Power Window Switches Can Kill Children

ByABC News via logo
June 15, 2004, 9:21 PM

June 16, 2004 -- Matthew Chappell was serving in the Middle East with the U.S. Air Force when he got the bad news. His 4-year-old daughter was killed in an accident involving a car.

But the May 24 accident in Box Elder, S.D., had nothing to do with a collision. Instead, Hailee Chappell was caught and killed in a power window.

"It happened so fast and it's so silent that you don't know," said Jessica Chappell, the girl's mother. She says she had left Hailee and her little sister, Madison, in the car for just a few minutes and when she returned she thought Hailee was just playing.

"The next thing I know I go outside and I see my daughter's hair blowing in the wind," Jessica Chappell said. "She had rolled her head up in the window."

Hailee's father remembers receiving the horrible news, thousands of miles away.

"They told me that my daughter was at the hospital, and wasn't with us anymore," Matthew Chappell said.

Theirs isn't the only sad story. In March, 3-year-old Rian Brandt was killed in Delphi, Ind., by a power window. In the last year, power windows have killed at least seven more children, including a 3-year-old Dallas girl on June 6 and a 4-year-old Wisconsin boy on June 2. The list goes on, and the details of each case are tragically similar.

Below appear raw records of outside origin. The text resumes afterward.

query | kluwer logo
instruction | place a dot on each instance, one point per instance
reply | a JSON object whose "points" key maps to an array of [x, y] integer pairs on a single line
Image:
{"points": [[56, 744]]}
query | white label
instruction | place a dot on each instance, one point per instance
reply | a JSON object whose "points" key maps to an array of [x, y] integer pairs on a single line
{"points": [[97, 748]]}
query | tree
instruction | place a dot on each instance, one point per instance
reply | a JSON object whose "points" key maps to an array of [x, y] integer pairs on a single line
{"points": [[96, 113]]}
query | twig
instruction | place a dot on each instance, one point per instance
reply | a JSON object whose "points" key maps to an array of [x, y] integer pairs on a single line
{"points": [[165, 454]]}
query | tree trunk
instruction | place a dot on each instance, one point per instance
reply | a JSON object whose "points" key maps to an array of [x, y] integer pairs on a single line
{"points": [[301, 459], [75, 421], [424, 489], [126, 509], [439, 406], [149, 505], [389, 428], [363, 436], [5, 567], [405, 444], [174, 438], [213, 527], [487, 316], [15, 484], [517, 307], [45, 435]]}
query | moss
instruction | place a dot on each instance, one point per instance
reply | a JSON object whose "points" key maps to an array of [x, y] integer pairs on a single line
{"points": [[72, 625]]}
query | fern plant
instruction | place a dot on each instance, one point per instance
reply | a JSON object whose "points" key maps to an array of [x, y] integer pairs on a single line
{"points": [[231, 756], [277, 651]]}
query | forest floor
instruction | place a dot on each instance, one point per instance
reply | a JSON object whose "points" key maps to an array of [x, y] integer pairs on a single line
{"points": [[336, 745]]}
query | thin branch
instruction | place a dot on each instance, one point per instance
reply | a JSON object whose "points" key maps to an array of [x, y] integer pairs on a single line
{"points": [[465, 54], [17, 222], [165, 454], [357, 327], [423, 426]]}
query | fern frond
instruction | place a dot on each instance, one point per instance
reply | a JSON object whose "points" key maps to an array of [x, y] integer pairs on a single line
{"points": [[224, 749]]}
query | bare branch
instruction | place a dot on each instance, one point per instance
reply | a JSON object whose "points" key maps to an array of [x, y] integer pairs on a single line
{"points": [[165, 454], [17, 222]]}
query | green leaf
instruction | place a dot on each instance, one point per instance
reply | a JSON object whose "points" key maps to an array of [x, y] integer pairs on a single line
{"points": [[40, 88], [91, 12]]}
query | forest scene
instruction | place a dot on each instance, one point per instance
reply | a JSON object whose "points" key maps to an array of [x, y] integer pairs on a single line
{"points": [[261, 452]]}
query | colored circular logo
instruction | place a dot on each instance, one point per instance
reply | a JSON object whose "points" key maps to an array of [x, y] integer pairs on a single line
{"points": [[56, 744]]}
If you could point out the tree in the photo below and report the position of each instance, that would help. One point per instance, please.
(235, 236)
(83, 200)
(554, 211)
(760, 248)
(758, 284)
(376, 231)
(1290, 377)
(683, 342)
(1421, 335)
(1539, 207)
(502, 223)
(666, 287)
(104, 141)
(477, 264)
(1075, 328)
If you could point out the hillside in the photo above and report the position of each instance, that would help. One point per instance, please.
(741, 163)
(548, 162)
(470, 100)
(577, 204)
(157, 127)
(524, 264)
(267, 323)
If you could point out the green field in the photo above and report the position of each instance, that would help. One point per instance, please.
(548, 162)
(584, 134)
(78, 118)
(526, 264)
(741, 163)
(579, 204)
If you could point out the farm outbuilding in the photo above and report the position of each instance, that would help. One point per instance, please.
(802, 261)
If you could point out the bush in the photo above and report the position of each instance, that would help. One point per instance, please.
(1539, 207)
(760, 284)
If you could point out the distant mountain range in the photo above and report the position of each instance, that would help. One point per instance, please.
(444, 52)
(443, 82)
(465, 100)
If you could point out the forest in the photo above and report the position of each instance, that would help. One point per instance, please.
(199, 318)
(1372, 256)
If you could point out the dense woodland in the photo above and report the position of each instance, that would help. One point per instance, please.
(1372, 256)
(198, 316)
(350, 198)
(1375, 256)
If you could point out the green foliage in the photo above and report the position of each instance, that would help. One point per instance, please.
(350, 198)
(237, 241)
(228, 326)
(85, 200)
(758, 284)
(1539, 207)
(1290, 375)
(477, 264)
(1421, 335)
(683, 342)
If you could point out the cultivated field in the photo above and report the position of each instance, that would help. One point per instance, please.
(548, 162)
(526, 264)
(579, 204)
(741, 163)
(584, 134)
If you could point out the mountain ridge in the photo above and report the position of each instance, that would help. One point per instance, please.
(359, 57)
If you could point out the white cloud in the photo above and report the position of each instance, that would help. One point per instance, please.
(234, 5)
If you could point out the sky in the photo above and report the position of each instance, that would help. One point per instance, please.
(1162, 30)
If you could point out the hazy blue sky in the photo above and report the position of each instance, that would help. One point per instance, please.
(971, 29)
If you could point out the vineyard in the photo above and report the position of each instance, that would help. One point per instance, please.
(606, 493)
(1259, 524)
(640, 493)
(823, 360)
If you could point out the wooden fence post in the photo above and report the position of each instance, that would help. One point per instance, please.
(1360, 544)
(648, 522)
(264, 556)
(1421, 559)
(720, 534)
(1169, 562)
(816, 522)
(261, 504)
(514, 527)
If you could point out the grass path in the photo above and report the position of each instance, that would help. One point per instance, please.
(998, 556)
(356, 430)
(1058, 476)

Since 1990, power windows have killed at least 36 children, according to Kids and Cars, a nonprofit group that tracks auto-safety issues involving children. A 1997 government study by the National Center for Statistics and Analysis estimated power windows sent nearly 500 people to emergency rooms in one year, and that half the victims were small children.

Power windows are no longer a luxury option. They are equipped in 80 percent of all cars sold today. But certain power window designs have safety experts concerned they could pose a life-threatening hazard for children. Car makers say children should never be left alone in any vehicle, and certainly not one with the keys in the ignition.